Full Report
When I got a new MacBook with an M1 Pro chip, I was excited to see the performance benefits. The first thing I did was to fire up hashcat which gave an impressive benchmark speed for NT hashes (mode 1000) of around 9 GH/s, a solid doubling of the benchmark speed of my old Intel MacBook Pro. But, when it came to actually cracking things, the speed dropped off considerably. Instead of figuring out why, I decided to try my hand at writing my own NT hash cracker, because I’m kind of addicted to writing single use tooling in rust then taking time to perf optimise it.
Analysis Summary
# Tool/Technique: ntcrack
## Overview
`ntcrack` is a simple, single-use tool written in Rust designed specifically for cracking NT (NTLM) hashes. The author developed it for personal performance optimization testing on an Apple M1 Pro chip, aiming to achieve faster cracking times for specific use cases compared to established tools like Hashcat. It operates purely on the CPU and uses multi-threading.
## Technical Details
- Type: Tool
- Platform: Primarily demonstrated on macOS/Linux environments (used on an M1 Pro MacBook). The described functionality relates to cracking Windows NT hashes.
- Capabilities: CPU-only, multi-threaded cracking of NT hashes (mode 1000). Optimized for startup speed and raw hash generation per second in specific scenarios.
- First Seen: February 2022 (Date of publication).
## MITRE ATT&CK Mapping
This tool directly relates to credential access techniques, specifically password guessing against password hashes.
- **TA0006 - Credential Access**
- **T1110 - Brute Force:** Attempting to discover a password or passphrase by systematically checking all possible combinations.
- **T1110.003 - Credential Cracking:** Exploiting offline password hashes to attempt to discover the associated passwords.
## Functionality
### Core Capabilities
- Reads a list of input NT hashes from a specified file.
- Reads the wordlist (potential passwords) from standard input (stdin).
- Executes multi-threaded cracking operations using only CPU resources.
- Achieved cracking speeds of approximately 40,207 kH/s against test sets, outperforming Hashcat in specific comparisons involving startup time optimization.
### Advanced Features
- Written in Rust, focusing heavily on performance optimization for sustained cracking rates and fast startup times.
- Designed to be lightweight (around 150 lines of code).
- Notably outperformed earlier benchmarks against older hardware/software setups for comparable workloads.
## Indicators of Compromise
*Note: As this is a custom, legitimate-use research tool, traditional malicious IOCs are not applicable unless observed in a malicious context.*
- File Hashes: Available via the provided GitHub repository (`https://github.com/sensepost/ltmod/` in the `ntcrack` directory).
- File Names: `ntcrack`
- Registry Keys: N/A
- Network Indicators: N/A
- Behavioral Indicators: Rapid, high utilization of CPU cores for mathematical/cryptographic operations associated with NTLM hash verification.

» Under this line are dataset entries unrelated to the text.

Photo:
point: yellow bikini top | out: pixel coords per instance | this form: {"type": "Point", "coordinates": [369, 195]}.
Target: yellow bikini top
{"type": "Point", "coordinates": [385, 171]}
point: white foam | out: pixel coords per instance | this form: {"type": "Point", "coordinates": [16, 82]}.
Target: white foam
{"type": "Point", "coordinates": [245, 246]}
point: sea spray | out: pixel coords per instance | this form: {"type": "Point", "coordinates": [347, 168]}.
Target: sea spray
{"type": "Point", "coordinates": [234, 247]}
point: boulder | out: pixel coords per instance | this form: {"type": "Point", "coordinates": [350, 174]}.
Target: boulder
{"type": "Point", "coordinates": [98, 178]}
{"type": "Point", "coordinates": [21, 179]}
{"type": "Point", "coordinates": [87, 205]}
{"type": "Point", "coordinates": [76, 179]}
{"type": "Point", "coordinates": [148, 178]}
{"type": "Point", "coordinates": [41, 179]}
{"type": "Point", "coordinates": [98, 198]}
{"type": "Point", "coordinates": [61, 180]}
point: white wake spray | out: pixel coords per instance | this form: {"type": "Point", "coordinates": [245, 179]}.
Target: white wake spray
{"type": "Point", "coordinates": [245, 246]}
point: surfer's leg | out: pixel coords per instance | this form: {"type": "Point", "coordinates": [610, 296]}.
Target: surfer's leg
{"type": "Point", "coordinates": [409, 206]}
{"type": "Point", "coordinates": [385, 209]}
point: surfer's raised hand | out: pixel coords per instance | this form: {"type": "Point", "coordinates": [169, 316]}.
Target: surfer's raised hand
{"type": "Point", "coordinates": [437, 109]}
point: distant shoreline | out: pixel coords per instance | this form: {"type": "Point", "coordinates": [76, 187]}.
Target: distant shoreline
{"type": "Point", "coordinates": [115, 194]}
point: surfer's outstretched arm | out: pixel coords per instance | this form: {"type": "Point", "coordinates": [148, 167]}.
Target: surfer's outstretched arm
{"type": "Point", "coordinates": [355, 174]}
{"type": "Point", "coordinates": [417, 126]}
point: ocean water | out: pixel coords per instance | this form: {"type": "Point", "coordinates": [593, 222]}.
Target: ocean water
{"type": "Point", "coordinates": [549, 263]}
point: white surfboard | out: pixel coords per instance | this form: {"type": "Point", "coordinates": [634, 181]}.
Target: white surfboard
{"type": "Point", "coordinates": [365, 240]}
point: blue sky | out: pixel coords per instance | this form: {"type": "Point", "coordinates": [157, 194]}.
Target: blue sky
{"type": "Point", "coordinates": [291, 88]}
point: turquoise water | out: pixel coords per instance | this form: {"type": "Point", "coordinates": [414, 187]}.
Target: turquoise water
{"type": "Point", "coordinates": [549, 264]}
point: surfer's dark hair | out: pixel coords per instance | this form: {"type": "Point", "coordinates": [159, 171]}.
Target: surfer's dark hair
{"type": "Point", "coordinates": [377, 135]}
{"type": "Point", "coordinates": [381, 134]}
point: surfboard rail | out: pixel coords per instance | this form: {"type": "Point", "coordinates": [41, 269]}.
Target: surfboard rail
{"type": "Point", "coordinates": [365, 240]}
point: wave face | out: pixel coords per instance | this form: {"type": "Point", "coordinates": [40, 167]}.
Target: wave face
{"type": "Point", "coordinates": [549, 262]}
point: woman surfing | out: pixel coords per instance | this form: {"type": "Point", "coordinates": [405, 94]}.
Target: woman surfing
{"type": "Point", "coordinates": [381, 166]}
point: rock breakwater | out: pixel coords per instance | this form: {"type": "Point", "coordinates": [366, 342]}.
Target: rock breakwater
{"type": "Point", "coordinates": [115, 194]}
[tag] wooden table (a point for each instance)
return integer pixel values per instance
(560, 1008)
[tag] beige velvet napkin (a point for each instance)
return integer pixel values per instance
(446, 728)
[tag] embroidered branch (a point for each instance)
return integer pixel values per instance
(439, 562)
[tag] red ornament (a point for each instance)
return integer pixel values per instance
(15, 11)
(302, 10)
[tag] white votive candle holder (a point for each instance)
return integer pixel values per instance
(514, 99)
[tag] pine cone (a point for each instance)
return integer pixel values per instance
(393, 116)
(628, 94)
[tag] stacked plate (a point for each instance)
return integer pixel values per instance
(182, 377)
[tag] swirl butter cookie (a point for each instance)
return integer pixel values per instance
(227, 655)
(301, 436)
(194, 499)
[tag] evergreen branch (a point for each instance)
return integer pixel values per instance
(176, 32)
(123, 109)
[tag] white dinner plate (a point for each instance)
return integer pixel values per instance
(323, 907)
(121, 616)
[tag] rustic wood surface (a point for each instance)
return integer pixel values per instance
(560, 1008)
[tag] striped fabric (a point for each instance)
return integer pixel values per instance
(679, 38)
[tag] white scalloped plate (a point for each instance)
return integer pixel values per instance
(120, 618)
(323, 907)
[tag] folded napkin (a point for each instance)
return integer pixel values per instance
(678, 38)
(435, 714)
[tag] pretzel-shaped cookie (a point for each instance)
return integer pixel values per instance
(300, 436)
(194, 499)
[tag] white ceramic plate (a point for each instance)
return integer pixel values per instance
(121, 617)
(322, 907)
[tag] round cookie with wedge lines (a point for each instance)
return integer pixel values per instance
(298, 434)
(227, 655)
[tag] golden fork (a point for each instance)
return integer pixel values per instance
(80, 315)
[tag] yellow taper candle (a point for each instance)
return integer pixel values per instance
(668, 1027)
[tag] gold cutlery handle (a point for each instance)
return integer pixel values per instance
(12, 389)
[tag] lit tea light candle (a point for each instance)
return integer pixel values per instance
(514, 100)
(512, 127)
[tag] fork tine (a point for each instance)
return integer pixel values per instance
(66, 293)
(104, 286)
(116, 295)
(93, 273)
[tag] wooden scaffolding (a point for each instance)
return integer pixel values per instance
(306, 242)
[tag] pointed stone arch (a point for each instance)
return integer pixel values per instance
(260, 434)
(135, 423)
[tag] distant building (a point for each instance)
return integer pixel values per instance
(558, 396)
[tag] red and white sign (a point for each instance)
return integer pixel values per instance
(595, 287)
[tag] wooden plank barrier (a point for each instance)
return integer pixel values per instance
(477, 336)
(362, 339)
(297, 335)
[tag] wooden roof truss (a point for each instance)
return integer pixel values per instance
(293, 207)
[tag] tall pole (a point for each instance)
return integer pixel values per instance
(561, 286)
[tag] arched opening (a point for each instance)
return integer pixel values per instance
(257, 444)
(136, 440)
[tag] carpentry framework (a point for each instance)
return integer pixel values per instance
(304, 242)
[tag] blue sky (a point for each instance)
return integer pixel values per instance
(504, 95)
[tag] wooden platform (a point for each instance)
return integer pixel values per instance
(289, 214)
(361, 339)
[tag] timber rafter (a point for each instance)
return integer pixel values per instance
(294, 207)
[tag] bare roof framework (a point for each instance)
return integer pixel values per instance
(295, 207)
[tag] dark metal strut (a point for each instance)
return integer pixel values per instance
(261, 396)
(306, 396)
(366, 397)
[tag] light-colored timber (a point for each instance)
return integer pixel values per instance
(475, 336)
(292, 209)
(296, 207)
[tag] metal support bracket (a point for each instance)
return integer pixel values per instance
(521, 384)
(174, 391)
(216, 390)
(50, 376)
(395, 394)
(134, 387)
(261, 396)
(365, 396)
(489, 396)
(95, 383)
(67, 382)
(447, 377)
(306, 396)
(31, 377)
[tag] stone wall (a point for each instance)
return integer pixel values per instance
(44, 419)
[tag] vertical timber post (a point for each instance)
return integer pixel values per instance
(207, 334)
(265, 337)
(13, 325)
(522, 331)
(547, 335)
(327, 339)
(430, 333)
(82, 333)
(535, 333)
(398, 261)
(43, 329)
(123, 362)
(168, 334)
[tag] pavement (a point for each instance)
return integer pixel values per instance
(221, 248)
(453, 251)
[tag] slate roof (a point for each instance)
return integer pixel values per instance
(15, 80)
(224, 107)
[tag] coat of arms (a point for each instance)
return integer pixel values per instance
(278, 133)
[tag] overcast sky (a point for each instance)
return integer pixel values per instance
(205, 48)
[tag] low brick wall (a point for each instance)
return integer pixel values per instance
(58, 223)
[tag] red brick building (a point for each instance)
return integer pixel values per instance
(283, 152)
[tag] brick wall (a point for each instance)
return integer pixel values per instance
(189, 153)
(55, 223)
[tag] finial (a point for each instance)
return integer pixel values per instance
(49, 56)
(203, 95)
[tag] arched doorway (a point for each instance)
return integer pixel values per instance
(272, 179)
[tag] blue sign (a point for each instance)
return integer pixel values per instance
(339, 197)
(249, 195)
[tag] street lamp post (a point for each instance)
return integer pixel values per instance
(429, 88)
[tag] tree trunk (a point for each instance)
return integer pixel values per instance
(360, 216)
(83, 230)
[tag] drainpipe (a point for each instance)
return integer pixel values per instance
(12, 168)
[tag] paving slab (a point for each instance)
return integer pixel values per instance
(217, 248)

## Associated Threat Actors
This tool was developed by SensePost researchers for performance testing and is not explicitly associated with known malicious threat actor groups in the context provided.
## Detection Methods
*Since this is a custom tool, detection focuses on its introduction and execution pattern.*
- Signature-based detection: Signatures could be generated based on the compiled binary if deployed by an adversary, depending on how security vendors track custom Rust binaries.
- Behavioral detection: Monitoring for processes heavily utilizing CPU resources for password cracking functions (specifically NTLM validation/hashing algorithms). Monitoring for the loading of wordlists from standard input (`stdin`) paired with binary execution.

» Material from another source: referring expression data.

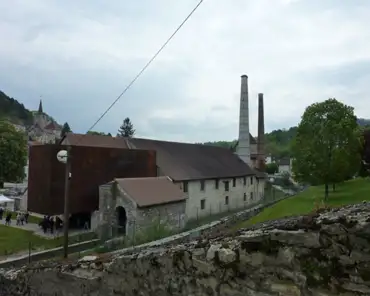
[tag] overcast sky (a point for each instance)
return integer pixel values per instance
(80, 55)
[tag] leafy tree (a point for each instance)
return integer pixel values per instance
(98, 133)
(326, 147)
(65, 129)
(13, 154)
(14, 111)
(365, 161)
(126, 129)
(272, 168)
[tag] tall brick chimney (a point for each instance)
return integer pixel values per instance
(261, 135)
(243, 150)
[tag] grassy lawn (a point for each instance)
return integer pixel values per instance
(350, 192)
(13, 240)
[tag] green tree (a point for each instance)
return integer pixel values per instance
(326, 147)
(98, 133)
(13, 154)
(272, 168)
(65, 129)
(126, 129)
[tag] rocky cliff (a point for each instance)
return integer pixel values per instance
(323, 254)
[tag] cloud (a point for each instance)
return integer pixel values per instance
(80, 55)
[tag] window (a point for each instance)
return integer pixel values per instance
(185, 186)
(202, 185)
(226, 185)
(202, 204)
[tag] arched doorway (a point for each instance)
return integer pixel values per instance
(121, 220)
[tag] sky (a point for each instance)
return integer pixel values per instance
(78, 56)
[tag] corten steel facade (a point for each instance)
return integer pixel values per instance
(90, 168)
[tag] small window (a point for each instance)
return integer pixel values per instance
(202, 204)
(185, 186)
(202, 185)
(227, 186)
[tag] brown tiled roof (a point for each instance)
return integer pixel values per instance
(260, 175)
(94, 141)
(284, 161)
(151, 191)
(183, 161)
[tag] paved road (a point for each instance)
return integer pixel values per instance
(38, 231)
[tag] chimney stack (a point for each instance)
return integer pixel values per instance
(261, 135)
(243, 150)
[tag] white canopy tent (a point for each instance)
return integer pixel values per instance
(4, 199)
(6, 203)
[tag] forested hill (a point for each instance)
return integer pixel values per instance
(278, 141)
(14, 111)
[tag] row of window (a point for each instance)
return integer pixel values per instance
(203, 201)
(217, 181)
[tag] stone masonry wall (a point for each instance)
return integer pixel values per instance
(171, 215)
(321, 254)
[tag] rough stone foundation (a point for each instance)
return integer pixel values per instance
(321, 254)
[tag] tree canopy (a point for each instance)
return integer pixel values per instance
(14, 111)
(13, 154)
(126, 129)
(326, 148)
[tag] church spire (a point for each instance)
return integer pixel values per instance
(40, 107)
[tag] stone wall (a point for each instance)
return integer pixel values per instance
(171, 215)
(321, 254)
(138, 219)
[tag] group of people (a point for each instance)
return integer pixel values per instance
(51, 224)
(21, 217)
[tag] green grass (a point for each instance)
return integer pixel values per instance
(14, 240)
(350, 192)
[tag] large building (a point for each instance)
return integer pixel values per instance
(213, 179)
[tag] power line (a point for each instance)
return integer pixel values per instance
(146, 66)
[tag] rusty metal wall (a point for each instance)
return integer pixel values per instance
(90, 167)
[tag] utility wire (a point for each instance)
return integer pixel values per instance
(145, 67)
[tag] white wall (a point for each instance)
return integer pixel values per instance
(215, 198)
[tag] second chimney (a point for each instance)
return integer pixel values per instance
(261, 135)
(243, 149)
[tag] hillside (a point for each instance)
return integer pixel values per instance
(14, 111)
(349, 192)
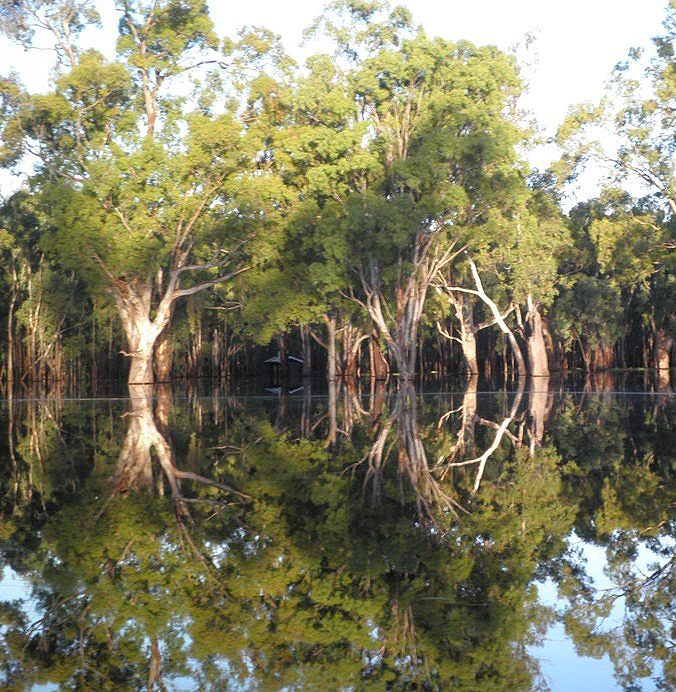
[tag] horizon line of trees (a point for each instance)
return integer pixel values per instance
(199, 204)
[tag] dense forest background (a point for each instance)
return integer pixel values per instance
(200, 204)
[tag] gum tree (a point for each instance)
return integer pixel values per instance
(435, 117)
(140, 173)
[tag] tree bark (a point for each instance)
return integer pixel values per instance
(662, 350)
(331, 348)
(537, 351)
(133, 302)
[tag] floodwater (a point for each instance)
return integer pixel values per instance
(367, 538)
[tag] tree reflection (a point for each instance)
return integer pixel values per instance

- YARA rules if available: Not provided in the source material.
## Mitigation Strategies
- **Prevention measures:** Strict control over the introduction of unknown binaries onto systems.

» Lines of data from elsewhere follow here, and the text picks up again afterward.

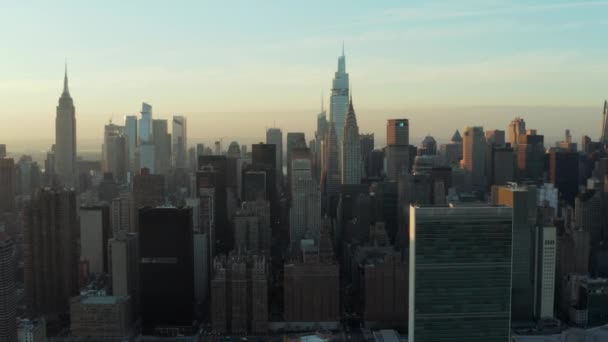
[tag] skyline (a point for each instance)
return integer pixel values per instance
(428, 61)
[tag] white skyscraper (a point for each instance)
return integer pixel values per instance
(305, 213)
(147, 149)
(180, 141)
(338, 106)
(65, 138)
(351, 150)
(546, 254)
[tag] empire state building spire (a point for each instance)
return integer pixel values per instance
(66, 90)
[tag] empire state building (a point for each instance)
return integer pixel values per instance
(65, 138)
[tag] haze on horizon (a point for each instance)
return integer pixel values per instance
(235, 70)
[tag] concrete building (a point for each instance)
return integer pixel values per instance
(239, 294)
(31, 330)
(65, 138)
(522, 199)
(351, 166)
(7, 185)
(100, 317)
(51, 251)
(123, 257)
(460, 273)
(94, 234)
(397, 148)
(252, 230)
(474, 157)
(8, 290)
(311, 285)
(545, 267)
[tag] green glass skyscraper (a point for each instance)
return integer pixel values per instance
(460, 274)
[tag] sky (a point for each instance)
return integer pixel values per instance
(235, 68)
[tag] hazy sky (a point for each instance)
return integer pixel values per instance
(236, 67)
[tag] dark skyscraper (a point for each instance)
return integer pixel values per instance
(530, 158)
(8, 294)
(460, 274)
(50, 252)
(397, 149)
(563, 173)
(7, 185)
(65, 138)
(166, 268)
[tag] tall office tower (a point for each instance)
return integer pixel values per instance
(397, 148)
(457, 296)
(65, 138)
(254, 185)
(563, 173)
(531, 156)
(367, 147)
(305, 212)
(180, 141)
(115, 157)
(147, 150)
(452, 152)
(544, 279)
(604, 138)
(51, 250)
(7, 185)
(495, 137)
(94, 234)
(8, 290)
(274, 136)
(239, 294)
(311, 283)
(132, 142)
(517, 128)
(121, 214)
(123, 259)
(351, 167)
(502, 165)
(162, 146)
(567, 144)
(474, 155)
(523, 201)
(295, 140)
(320, 133)
(212, 178)
(166, 248)
(234, 150)
(588, 215)
(252, 231)
(338, 102)
(331, 172)
(148, 191)
(428, 147)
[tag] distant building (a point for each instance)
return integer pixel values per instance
(65, 138)
(51, 250)
(239, 294)
(31, 330)
(100, 317)
(397, 149)
(311, 285)
(7, 185)
(8, 294)
(564, 174)
(463, 295)
(252, 230)
(474, 157)
(351, 166)
(166, 248)
(522, 199)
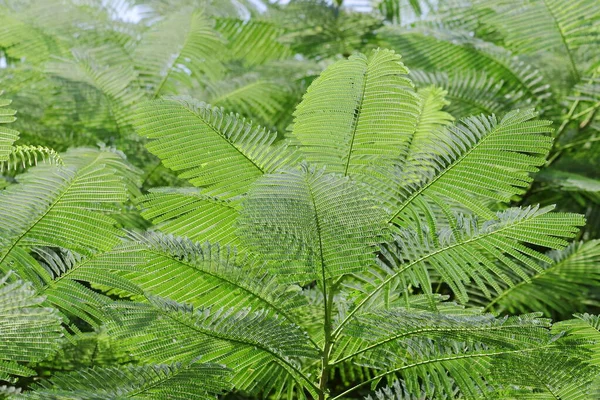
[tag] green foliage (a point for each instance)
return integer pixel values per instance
(300, 201)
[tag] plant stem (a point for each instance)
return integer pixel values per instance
(325, 366)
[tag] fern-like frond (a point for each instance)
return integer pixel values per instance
(198, 381)
(311, 225)
(469, 93)
(180, 50)
(203, 275)
(455, 53)
(480, 159)
(256, 97)
(7, 136)
(23, 39)
(358, 113)
(584, 328)
(219, 152)
(29, 332)
(101, 86)
(538, 26)
(262, 351)
(187, 212)
(484, 255)
(65, 207)
(483, 371)
(24, 156)
(254, 42)
(559, 286)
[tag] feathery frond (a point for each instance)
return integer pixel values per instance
(219, 152)
(178, 381)
(29, 331)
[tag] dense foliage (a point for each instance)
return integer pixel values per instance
(222, 199)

- **Hardening recommendations:** Implementing strong, complex, and unique passwords significantly reduces the effectiveness of any password cracking tool, including specialized ones written in Rust.
## Related Tools/Techniques
- **Hashcat:** Mentioned as the primary tool for comparison, supporting a massive range of hash types, modes, and advanced rule-based brute-forcing options (e.g., using `-a6` mutations).
- **jwilkins’ tool (Historical):** Referenced for historical performance comparison on Windows NT Server.